AI Summary • Published on Feb 23, 2026
Vision-Language Models (VLMs) like CLIP have become highly versatile for multimodal tasks, yet their internal mechanisms often remain opaque. This raises critical questions about the nature of machine "understanding," especially when these models are applied to fields rich in historical and semantic meaning, such as art history. Artworks are interpreted through complex cultural conventions, not merely as labels, leading to concerns about the encoded biases from large, uncurated datasets. The central problem addressed is whether Explainable Artificial Intelligence (XAI) methods can effectively render the visual reasoning of CLIP legible to human interpreters, thereby improving the methodological robustness of VLMs in art-historical analysis.
The research employed a two-stage evaluation to systematically examine XAI methods. First, a quantitative case study assessed the zero-shot localization accuracy of seven XAI techniques: Grad-CAM, Grad-CAM++, LayerCAM, LeGrad, ScoreCAM, gScoreCAM, and CLIP Surgery. This was conducted using two art-historical datasets, IconArt and ArtDL, comprising nearly 2,000 images, to determine how effectively each method could identify and delineate objects in domain-specific imagery without fine-tuning. Localization accuracy was measured using BoxAcc across various Intersection over Union (IoU) thresholds. Second, an online human interpretability study involved 33 participants trained in art history. They were asked to annotate regions of relevance in artworks for specified classes and then rank the saliency maps generated by the same seven XAI methods based on how well they aligned with their own visual judgments. This aimed to understand how human users perceive and interpret these visual explanations.
Quantitatively, CLIP Surgery consistently demonstrated superior localization accuracy across both the IconArt and ArtDL datasets, particularly at an IoU threshold of 0.30, with LeGrad performing as the second-best method. CLIP Surgery showed higher accuracy for small, medium, and large objects. Differences in performance between the datasets were attributed to factors like the higher proportion of small objects and more historically charged motifs in IconArt compared to the broader, more generic categories in ArtDL. Qualitatively, the human interpretability study revealed that participants generally preferred CLIP Surgery, LeGrad, and ScoreCAM, ranking their saliency maps as most closely aligned with their own annotations.
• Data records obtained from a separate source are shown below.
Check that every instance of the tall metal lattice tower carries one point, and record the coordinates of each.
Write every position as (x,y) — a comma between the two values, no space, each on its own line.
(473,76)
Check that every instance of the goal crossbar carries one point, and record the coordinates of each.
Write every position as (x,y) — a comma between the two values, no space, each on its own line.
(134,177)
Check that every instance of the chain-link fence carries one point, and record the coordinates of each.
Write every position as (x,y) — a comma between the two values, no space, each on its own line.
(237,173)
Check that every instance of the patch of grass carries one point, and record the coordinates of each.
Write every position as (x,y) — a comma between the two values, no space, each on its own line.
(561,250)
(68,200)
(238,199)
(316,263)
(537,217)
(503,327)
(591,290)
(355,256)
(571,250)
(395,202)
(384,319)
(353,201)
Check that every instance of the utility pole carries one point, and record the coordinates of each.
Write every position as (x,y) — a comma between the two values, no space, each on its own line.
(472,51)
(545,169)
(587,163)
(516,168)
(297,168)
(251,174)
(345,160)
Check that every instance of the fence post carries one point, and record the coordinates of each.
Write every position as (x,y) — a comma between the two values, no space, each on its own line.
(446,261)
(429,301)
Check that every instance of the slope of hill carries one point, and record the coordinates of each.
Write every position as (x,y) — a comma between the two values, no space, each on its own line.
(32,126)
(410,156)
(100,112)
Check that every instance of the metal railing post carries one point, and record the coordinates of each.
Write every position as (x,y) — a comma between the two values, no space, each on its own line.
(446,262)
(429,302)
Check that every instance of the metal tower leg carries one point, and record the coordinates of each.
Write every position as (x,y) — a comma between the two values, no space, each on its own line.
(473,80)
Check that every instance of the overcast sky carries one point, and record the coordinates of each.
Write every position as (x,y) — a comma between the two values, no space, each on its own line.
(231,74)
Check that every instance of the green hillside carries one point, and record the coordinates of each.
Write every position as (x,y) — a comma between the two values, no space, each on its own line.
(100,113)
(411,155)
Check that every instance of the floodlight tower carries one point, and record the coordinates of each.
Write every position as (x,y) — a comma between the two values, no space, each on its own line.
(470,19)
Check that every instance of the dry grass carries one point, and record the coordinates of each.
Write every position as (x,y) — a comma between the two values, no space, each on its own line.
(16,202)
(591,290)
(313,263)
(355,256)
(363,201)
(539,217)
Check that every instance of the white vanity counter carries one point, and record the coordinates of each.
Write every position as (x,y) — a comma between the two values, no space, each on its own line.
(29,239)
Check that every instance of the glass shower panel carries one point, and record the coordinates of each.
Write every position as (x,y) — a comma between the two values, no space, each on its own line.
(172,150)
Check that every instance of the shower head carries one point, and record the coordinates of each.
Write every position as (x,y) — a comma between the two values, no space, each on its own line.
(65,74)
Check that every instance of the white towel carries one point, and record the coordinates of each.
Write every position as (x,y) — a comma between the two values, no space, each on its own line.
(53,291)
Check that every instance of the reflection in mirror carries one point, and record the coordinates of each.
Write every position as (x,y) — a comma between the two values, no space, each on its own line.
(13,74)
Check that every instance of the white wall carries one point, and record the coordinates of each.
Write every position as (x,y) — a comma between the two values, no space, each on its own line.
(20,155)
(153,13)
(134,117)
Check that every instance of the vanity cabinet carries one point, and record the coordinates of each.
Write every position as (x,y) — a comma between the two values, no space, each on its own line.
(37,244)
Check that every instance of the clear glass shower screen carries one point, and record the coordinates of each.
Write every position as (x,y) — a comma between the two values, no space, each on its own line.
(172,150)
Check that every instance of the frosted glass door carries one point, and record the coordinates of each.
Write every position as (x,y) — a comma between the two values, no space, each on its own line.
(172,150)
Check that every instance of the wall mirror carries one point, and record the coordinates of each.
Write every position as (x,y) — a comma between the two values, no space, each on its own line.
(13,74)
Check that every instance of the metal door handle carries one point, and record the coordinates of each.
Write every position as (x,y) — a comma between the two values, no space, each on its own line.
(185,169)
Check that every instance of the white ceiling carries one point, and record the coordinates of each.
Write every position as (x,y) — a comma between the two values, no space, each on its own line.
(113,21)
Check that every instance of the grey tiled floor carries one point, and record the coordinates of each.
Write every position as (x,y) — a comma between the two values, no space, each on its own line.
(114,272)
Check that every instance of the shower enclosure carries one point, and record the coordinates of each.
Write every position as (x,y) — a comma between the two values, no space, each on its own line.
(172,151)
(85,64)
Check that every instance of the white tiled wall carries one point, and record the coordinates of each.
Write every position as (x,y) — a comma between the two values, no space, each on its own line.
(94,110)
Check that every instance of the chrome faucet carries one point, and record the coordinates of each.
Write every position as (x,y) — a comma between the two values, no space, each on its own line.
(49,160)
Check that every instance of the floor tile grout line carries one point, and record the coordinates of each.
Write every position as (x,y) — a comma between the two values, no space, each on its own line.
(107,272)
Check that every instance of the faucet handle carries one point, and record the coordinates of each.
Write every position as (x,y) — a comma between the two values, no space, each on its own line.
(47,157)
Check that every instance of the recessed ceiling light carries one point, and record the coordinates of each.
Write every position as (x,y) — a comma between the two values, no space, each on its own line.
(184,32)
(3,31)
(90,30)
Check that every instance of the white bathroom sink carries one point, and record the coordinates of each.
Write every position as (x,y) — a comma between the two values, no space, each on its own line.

Inter-rater agreement was high for visually well-defined and spatially localized targets (e.g., "snake") but significantly lower for more diffuse or abstract categories (e.g., "lustful" or "Sphinx"), indicating the intrinsic ambiguity of higher-order visual concepts.
The study highlights that the effectiveness of XAI methods in art history is contingent on the conceptual stability and representational availability of the examined categories within the VLM's latent space. While methods like CLIP Surgery can localize visually distinct concepts, their accuracy diminishes for semantically complex or ambiguous motifs, suggesting that the model perceives statistical residues rather than historical context. Saliency maps can reproduce aspects of perceptual attention but do not fully replicate the interpretive depth of the art-historical gaze. The visual legibility of XAI outputs can be deceptive, as it exposes internal dynamics but conceals the cultural and linguistic priors that give activations meaning. Therefore, XAI in digital art history should foster a critical dialogue between human and machine vision, treating explanations as prompts for further hermeneutic inquiry rather than definitive statements. Additionally, computational efficiency considerations, such as the number of forward passes required, impact the practicality of XAI methods for real-time applications.